In Scuefield’s (Short Days, Long Nights, 2018) mystery, two Chicago private eyes find that a missing girl in Louisiana may be connected to a string of disappearances.
After retiring as a Chicago homicide detective, 63-year-old Robert Raines has been determined to focus on his wife, Elena. However, he can’t stop trying to solve old, unsolved cases, so the couple separates after 42 years of marriage. Soon, Raines and fellow 60-something retiree Dale Gamble manage to close a few cold cases, which leads the pair to open RDC Private Investigations along with Cendalius Ashe, a combat veteran whose possible PTSD may have been why he left the force at the age of 44. Less than a month after they open the new business, Raines agrees to help out the McAllisters, his brother-in-law’s friends, in Alexandria, Louisiana. They say that their granddaughter, Cecilia, has been missing for three weeks, so Raines and Gamble head south, where the Alexandria police are surprisingly accommodating. The local cops arrest someone who’d threatened Cecilia, but the PIs think they’ve got the wrong man. Their investigation soon takes them to tiny Pollock, Louisiana, where the sheriff is less friendly than Alexandria law enforcement. Pollock police officer Dakota Quinn, however, has connected three missing person cases in town. All of the missing had responded to ads via a trading app, which Cecilia had also used. Raines, Gamble, and Quinn look into the app further, which makes someone nervous enough to fire a gun at them. Meanwhile, a serial killer from one of Raines’ unsolved cases may be stalking people in Alexandria.
The story introduces the kidnapper to readers early on, but Scuefield still keeps the tale shrouded in mystery. For example, readers only gradually learn about the abductor’s connection to numerous women who disappeared over an eight-year period; they also find out about someone who’s providing the kidnapper with assistance. The villain’s perspective provides some unsettling, occasionally violent sequences. Meanwhile, Raines is shown to be a cool, appealing protagonist who admits his faults—perhaps rightly blaming himself for his marriage’s dissolution. His similarity to Gamble curiously highlights Raines’ shortcomings: They’re both former cops and often think alike, but the still-married Gamble, who’s three years older, looks considerably younger than Raines. Nevertheless, Ashe and Quinn prove to be far more intriguing characters; Ashe, who joins the investigation later, is able and shrewd but has a more flexible moral code than his partners do, and Quinn, who gets no respect from her boss and her peers, ultimately uncovers the case’s most substantial pieces of evidence.
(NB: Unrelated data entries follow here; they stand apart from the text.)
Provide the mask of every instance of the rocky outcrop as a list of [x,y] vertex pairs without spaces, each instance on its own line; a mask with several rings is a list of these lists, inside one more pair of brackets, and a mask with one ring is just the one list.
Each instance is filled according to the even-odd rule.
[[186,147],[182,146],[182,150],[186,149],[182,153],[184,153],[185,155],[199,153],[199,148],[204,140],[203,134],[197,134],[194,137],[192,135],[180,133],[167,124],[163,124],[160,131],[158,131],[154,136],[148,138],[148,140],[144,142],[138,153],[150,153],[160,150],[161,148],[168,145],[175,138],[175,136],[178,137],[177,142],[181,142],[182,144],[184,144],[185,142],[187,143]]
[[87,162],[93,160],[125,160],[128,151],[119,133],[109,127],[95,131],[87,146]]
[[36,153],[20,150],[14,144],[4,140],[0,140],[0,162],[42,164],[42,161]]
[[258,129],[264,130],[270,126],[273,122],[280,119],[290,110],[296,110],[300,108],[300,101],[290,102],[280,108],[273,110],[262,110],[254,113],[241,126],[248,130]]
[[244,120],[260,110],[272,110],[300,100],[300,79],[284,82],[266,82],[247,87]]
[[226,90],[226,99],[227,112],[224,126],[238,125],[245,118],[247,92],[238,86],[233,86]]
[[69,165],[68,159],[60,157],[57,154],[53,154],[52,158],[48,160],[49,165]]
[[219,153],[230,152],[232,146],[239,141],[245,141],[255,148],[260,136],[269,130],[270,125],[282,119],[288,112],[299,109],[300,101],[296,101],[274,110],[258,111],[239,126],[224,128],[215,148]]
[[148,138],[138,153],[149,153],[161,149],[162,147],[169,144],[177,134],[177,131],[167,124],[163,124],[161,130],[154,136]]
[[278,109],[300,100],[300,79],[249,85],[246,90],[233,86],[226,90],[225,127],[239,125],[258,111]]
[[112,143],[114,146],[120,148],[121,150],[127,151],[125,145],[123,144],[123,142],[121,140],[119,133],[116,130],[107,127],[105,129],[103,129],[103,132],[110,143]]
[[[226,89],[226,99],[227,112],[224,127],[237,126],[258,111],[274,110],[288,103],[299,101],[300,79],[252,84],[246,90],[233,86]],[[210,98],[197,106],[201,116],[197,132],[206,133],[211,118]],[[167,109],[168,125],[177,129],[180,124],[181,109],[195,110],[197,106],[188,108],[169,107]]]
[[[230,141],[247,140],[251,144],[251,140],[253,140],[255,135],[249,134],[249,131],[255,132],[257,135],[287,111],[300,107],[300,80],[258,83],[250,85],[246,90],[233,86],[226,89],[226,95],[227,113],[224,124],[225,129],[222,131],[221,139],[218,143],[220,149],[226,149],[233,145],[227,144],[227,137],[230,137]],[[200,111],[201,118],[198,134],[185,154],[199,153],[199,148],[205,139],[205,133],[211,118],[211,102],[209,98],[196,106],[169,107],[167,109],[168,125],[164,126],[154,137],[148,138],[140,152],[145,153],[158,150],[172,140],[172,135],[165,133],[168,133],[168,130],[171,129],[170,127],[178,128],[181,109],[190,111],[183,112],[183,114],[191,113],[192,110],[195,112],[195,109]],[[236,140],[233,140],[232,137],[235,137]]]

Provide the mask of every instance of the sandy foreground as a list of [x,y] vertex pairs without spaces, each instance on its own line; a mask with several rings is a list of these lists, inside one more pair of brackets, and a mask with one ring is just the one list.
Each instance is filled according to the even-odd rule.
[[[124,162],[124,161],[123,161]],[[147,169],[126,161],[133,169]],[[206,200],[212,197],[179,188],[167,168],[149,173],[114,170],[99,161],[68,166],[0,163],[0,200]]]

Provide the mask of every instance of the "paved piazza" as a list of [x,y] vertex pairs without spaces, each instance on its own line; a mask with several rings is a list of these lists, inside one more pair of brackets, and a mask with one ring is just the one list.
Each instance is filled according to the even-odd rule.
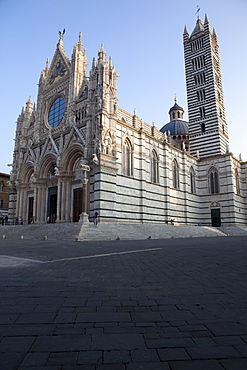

Readers learn relatively little about Gamble’s background, but the author may explore it in future, planned series installments. Scuefield’s sharp prose smoothly shifts through various first- and third-person perspectives, including Quinn’s, Raines’, and even those of a few victims and victims-to-be. He also manages to skillfully incorporate Robert’s unsolved cold case, and although the story’s wrap-up feels hasty, it still offers readers a satisfying resolution.
Readers will surely welcome a series that features these whip-smart sleuths.